Centroid of a paraboloid.

Question

Consider the paraboloid given by $x^2+y^2=az$ where $a>0$ with constant density $\rho$. We are told to calculate the volume enclosed in the above paraboloid between $z=0$ and $z=h$. My attempt is $$\int_{0}^{2\pi}\int_0^h\int_0^{\sqrt{az}}rdrdzd\theta$$ which gave me $$ V=\frac{\pi ah^2}{2} $$ Which doesn't look correct based on the words of google. We continue further to derive the center of mass. $$ c = \frac{1}{V}\int_{0}^{2\pi}\int_0^h\int_0^{\sqrt{az}}r^2drdzd\theta $$ which gives the point at which the center of mass resides as $$x=y=0, z=\frac{8\sqrt{ah}}{15}$$ which certainly doesn't look right according to google.
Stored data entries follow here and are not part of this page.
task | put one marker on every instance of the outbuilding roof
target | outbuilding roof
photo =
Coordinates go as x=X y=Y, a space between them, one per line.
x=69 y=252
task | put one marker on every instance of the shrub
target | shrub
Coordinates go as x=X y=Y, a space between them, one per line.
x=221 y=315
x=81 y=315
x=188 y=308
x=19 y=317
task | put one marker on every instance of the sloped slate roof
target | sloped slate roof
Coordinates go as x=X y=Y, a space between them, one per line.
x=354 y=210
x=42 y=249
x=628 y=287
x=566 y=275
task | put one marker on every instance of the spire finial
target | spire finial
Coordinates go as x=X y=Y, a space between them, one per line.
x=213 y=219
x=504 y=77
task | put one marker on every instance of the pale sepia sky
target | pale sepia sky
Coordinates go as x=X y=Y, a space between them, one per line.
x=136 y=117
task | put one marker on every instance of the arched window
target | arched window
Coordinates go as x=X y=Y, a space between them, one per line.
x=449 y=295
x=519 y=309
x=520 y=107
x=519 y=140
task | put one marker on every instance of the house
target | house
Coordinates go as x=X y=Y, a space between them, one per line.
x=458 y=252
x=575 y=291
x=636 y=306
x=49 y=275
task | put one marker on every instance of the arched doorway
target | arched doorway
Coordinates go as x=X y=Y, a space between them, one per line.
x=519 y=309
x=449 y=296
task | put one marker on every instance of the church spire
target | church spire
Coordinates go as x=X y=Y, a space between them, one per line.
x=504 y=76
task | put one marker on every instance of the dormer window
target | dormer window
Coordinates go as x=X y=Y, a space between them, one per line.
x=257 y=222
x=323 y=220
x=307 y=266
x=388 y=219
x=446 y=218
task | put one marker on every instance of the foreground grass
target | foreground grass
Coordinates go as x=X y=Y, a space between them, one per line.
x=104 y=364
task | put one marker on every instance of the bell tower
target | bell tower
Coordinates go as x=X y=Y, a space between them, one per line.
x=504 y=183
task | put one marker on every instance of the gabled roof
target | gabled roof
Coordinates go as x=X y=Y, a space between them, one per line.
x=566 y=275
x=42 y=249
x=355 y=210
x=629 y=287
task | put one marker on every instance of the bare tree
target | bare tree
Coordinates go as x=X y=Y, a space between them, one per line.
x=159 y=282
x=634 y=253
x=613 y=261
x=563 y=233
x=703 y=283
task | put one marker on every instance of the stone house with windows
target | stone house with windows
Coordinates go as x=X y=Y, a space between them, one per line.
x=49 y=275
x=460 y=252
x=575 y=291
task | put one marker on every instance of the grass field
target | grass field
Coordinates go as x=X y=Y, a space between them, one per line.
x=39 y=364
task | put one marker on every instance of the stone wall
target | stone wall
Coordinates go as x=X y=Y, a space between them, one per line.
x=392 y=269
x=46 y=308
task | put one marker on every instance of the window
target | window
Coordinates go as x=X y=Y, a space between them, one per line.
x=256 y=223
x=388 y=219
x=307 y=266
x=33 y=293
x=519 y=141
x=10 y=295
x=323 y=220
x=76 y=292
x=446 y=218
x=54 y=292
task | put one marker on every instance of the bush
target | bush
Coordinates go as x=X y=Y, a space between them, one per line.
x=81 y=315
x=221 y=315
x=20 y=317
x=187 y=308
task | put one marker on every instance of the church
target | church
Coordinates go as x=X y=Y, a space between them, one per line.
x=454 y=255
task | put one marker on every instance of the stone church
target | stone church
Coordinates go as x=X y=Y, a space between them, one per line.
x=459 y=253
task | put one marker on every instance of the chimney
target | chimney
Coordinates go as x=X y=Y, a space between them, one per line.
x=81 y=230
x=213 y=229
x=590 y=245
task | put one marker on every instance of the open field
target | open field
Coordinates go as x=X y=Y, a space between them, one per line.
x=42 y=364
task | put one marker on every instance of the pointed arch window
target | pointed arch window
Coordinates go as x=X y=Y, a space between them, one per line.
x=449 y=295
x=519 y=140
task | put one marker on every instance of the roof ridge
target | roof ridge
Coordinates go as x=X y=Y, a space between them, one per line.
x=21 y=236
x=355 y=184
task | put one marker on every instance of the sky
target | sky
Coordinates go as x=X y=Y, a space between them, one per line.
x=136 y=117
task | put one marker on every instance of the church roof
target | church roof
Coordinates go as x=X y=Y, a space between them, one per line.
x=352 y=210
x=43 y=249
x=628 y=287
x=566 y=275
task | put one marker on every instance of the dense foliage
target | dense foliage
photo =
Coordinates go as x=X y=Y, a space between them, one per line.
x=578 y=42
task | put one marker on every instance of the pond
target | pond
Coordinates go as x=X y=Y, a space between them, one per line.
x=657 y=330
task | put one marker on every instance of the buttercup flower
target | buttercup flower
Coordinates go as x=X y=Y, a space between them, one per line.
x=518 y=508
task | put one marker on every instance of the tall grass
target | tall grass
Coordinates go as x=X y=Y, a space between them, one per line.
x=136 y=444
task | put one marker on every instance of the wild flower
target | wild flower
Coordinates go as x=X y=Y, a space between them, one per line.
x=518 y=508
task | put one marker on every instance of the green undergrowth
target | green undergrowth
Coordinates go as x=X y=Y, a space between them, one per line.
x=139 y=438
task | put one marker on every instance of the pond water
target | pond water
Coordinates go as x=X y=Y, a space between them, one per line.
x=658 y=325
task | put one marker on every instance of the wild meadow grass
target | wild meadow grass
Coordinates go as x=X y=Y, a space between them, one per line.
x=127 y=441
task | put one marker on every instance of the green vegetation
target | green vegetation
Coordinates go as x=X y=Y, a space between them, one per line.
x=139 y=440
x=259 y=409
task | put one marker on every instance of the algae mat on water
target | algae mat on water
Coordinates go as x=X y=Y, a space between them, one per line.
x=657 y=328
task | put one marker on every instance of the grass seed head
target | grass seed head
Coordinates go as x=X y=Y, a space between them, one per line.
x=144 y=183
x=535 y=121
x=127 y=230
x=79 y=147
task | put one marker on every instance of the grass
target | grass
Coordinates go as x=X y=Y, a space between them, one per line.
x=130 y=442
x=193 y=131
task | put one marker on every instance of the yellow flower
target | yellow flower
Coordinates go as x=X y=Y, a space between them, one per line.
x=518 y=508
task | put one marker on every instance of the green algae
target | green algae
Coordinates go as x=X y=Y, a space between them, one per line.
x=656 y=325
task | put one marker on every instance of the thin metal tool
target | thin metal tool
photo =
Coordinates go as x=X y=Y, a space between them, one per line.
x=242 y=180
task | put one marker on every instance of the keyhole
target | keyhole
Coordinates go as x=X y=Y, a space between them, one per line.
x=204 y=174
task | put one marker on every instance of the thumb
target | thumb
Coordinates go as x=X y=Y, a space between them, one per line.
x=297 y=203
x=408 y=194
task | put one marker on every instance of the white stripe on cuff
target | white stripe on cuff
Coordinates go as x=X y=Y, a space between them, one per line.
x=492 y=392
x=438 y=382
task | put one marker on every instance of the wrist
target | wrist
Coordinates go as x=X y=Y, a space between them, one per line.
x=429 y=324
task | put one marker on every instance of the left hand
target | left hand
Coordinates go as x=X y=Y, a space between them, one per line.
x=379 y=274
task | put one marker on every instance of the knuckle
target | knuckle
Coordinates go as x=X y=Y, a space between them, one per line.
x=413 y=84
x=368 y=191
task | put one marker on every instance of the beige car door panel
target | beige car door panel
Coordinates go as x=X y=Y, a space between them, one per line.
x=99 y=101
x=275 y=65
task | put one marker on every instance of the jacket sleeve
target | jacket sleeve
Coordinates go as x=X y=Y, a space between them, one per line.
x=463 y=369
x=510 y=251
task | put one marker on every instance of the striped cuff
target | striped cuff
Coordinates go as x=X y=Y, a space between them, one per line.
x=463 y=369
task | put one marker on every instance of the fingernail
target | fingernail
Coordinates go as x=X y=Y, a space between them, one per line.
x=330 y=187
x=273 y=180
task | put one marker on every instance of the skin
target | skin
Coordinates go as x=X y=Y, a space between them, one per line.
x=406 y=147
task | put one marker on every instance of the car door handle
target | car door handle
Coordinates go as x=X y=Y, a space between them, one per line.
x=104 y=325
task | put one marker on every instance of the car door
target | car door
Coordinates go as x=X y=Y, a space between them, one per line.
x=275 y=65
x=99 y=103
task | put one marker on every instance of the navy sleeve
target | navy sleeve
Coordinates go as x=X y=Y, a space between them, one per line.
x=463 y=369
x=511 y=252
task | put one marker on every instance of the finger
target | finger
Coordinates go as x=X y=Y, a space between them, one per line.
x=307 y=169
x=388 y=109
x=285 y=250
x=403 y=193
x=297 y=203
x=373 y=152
Many thanks

Answer 1

Your calculation of the volume looks fine, but the center of mass should be at $\frac{2h}{3}$:

$\displaystyle \;\;\overline{z}=\frac{1}{V}\int_0^{2\pi}\int_0^{\sqrt{ah}}\int_{r^2/a}^h z\cdot r\;dzdrd\theta=\frac{1}{V}\cdot2\pi\int_0^{\sqrt{ah}}\left[r\cdot\frac{z^2}{2}\right]_{r^2/a}^h dr$

$\displaystyle=\frac{2\pi}{V}\int_0^{\sqrt{ah}}\left(\frac{h^2}{2}r-\frac{r^5}{2a^2}\right)dr=\frac{2\pi}{V}\left[\frac{h^2r^2}{4}-\frac{r^6}{12a^2}\right]_0^{\sqrt{ah}}=\frac{2\pi}{V}\left(\frac{ah^3}{4}-\frac{ah^3}{12}\right)$

$\displaystyle=\frac{2\pi}{V}\cdot\frac{ah^3}{6}=\frac{4}{ah^2}\cdot\frac{ah^3}{6}=\frac{2h}{3}.$